Key Players Landscape and Outlook
The rare disease treatment market landscape is dynamic, with several notable players such as Novartis and Merck. The market has witnessed many business activities, such as strategic mergers, acquisitions, and collaborations in recent times. In March 2024, Merck & Co., Inc. completed its acquisition of Harpoon Therapeutics, Inc., enhancing its oncology pipeline with innovative treatments. The key focus is on MK-6070, a T-cell engager targeting delta-like ligand 3 (DLL3), which has received an Orphan Drug Designation from the FDA for small cell lung cancer (SCLC), a rare disease. This designation aims to facilitate the development of therapies for rare diseases. The acquisition includes other promising candidates, such as HPN217 for multiple myeloma, reinforcing Merck's commitment to advancing cancer treatment options.
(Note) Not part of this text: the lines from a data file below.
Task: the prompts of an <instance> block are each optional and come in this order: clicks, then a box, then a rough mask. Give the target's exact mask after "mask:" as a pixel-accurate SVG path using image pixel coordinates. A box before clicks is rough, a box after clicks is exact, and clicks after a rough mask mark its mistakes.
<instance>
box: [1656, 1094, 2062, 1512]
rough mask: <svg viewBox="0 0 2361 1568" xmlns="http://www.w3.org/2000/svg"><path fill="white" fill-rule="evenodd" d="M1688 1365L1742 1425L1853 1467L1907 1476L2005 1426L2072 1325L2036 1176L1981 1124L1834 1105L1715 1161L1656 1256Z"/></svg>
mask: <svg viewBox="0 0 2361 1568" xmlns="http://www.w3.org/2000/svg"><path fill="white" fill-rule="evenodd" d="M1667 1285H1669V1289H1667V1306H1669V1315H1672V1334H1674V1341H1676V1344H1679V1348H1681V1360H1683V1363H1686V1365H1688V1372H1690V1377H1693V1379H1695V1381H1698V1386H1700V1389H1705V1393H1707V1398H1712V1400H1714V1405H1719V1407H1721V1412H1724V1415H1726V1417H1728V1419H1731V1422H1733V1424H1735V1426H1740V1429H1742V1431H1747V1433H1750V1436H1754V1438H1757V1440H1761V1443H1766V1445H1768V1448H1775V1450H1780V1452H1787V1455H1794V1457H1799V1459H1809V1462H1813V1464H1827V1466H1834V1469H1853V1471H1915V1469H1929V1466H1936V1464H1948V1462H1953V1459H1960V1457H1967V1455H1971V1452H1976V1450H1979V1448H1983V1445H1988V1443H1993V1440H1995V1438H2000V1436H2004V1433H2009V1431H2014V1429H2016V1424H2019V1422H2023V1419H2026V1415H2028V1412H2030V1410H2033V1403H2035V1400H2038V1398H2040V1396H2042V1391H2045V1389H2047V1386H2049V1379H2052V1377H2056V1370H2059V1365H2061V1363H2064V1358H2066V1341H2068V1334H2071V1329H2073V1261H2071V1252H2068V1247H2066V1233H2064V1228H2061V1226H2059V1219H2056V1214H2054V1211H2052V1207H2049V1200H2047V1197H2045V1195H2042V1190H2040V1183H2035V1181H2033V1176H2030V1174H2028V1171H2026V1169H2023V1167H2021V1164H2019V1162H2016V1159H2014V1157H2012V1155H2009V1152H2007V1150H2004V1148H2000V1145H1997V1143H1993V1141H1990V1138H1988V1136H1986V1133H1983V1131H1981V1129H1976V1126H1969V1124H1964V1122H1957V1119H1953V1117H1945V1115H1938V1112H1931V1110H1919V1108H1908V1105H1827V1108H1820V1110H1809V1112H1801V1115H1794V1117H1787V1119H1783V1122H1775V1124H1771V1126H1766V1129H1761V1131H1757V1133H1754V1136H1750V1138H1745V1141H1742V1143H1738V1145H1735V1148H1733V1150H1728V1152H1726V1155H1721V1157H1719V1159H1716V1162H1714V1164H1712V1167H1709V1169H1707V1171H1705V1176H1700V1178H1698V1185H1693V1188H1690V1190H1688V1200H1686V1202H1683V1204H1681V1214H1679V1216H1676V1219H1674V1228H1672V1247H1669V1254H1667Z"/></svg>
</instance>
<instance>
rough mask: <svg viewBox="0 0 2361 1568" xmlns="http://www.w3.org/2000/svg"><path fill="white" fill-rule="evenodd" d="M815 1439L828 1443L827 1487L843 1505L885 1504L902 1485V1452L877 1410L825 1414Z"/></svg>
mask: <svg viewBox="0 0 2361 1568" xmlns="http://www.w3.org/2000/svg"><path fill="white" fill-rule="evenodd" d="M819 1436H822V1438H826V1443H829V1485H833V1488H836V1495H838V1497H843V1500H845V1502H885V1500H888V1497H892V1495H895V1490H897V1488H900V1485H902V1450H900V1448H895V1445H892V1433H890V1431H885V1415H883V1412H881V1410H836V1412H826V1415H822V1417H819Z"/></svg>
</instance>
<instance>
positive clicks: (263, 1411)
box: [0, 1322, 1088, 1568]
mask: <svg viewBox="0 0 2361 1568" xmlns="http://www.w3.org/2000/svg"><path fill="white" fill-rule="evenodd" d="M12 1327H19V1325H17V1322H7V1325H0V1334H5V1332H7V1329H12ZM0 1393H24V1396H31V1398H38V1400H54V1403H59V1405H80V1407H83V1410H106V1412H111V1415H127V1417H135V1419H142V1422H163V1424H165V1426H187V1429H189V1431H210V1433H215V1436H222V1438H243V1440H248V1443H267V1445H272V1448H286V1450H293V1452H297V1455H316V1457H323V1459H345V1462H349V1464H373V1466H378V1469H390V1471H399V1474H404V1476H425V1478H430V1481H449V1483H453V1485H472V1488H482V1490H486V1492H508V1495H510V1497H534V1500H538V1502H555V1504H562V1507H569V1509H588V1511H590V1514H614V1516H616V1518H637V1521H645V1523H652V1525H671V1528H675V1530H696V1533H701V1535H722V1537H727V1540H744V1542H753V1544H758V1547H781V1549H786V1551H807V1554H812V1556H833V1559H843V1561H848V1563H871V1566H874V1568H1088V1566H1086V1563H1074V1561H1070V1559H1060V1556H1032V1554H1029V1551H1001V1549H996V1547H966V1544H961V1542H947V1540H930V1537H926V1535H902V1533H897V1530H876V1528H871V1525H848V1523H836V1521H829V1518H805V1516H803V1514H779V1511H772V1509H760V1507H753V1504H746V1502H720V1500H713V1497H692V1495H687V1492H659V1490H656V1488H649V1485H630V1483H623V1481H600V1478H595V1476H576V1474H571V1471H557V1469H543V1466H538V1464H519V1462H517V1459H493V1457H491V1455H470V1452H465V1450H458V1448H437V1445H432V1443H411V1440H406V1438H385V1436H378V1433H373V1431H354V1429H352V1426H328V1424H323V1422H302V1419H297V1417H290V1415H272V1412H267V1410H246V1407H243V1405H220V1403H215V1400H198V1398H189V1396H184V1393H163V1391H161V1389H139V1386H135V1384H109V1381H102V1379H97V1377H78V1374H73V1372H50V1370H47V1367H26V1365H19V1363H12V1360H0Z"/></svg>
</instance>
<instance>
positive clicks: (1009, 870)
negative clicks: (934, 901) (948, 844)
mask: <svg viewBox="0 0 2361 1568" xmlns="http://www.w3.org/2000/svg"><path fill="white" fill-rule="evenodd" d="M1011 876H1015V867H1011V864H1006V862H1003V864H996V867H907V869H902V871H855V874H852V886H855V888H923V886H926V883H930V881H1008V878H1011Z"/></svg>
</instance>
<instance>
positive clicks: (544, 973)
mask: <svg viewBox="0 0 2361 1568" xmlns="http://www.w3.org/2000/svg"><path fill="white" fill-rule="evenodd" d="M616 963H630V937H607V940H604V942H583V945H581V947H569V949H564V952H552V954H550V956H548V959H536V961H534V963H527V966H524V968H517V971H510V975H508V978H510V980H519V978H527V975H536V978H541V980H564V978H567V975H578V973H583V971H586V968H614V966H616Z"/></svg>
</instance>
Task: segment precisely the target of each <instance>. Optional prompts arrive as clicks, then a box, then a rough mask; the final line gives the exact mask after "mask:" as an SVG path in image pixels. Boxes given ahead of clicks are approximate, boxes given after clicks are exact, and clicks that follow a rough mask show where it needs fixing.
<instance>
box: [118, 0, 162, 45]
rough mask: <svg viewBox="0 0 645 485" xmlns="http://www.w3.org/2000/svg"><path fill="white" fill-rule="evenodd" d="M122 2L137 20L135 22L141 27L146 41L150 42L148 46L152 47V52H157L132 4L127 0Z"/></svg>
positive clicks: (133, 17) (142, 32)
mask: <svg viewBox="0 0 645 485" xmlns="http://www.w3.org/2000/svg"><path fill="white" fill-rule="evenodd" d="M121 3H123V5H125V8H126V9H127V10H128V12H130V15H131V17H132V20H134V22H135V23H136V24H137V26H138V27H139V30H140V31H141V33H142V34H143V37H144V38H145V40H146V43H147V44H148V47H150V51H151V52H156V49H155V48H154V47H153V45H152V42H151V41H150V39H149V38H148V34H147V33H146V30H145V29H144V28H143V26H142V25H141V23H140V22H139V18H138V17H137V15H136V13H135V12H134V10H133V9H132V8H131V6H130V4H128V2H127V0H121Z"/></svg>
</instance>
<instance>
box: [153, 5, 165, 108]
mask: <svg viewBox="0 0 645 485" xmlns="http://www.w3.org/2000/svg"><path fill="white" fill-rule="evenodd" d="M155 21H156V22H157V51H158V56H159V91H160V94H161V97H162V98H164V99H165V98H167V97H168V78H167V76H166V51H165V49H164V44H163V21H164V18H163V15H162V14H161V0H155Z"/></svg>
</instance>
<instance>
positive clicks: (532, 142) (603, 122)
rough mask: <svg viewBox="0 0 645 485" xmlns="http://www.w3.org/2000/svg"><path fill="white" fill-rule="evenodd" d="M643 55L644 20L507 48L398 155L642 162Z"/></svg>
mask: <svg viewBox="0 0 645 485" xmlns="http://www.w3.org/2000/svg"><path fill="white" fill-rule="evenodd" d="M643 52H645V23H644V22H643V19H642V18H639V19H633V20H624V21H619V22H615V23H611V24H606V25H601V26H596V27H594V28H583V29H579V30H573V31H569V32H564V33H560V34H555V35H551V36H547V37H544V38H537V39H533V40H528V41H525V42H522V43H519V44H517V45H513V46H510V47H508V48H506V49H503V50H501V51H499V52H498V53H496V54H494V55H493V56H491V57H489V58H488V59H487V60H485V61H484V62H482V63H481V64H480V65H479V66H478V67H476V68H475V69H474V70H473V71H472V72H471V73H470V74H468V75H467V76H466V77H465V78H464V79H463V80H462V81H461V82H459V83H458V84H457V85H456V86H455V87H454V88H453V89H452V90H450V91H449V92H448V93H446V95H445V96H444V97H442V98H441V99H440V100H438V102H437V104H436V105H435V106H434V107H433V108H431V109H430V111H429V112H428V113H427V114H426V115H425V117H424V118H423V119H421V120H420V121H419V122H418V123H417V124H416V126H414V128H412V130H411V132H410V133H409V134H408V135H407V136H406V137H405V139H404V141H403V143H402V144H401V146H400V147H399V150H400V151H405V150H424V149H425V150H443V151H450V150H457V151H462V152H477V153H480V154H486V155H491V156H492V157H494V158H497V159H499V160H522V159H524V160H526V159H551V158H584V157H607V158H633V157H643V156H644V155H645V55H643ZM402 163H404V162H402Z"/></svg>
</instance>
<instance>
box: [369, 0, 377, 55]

In January 2024, Sanofi S.A. signed an agreement to acquire Inhibrx, Inc., a clinical-stage biopharmaceutical company, for approximately USD 1.7 billion. The acquisition adds INBRX-101, a potential best-in-class rare disease medication for Alpha-1 Antitrypsin Deficiency (AATD), to Sanofi's pipeline. INBRX-101 has completed a Phase 1 trial and is enrolling in a Phase 2 trial. It could significantly improve treatment options and quality of life for AATD patients.